Issue (i): Whether section 30 of the Prisons Act, 1894 authorises solitary confinement of a prisoner under sentence of death or permits only separation for safe custody.
Analysis: The statutory setting distinguishes punitive solitary confinement from custodial separation. Solitary confinement is a substantive punishment under the penal law and cannot be implied into jail custody powers. Section 30 was construed in light of the death-sentence procedure under the criminal procedure law, under which execution is postponed until confirmation and the exhaustion of appellate and clemency remedies. The phrase "under sentence of death" was read as referring to a finally executable death sentence, not a provisional sentence awaiting judicial and constitutional review. The provision was therefore read down so that the prisoner may be kept apart for safe custody and under guard, but not subjected to complete isolation from sight, communication, and ordinary prison amenities save in exceptional cases supported by reasons and fair procedure.
Conclusion: Section 30 does not sanction solitary confinement. It permits only regulated separation for safe custody, and the challenged treatment was impermissible.
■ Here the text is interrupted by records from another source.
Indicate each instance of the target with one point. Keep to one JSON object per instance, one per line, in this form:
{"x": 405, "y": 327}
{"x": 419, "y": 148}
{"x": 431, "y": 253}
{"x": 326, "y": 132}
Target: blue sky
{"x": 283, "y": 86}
Issue (ii): Whether section 56 of the Prisons Act, 1894 authorises prolonged bar fetters and, if so, under what safeguards.
Analysis: The power to confine in irons was upheld only as a narrow security power directed to safe custody and not as a general disciplinary or punitive authority. The discretion of the prison superintendent was held to require necessity, relevance to escape risk or comparable custodial danger, contemporaneous recording of special reasons, prompt higher review, and observance of minimal fair procedure. Prolonged day-and-night shackling, especially of an undertrial, was treated as constitutionally suspect unless supported by exceptional grounds. The provision was saved by reading it down to exclude arbitrary, routine, or excessively prolonged use of fetters and to confine their use to the shortest possible duration under reviewable and reasoned decision-making.
Conclusion: Section 56 is valid only when confined to necessity-based, reasoned, reviewable use for safe custody. The indiscriminate and prolonged fettering complained of was unlawful.
Final Conclusion: The statutory provisions were sustained only after being narrowly construed to exclude punitive solitude and arbitrary shackling. The prison authorities were required to conform custody measures to constitutional guarantees of fairness, reasonableness, and dignity, and the petitions failed only because the provisions were saved by interpretation rather than struck down.
Ratio Decidendi: A prison statute that appears to permit harsh custodial restraint must be read in conformity with Articles 14, 19, and 21 so that only necessity-based measures for safe custody survive, while punitive isolation or indiscriminate irons without reasons, review, and fair procedure are invalid.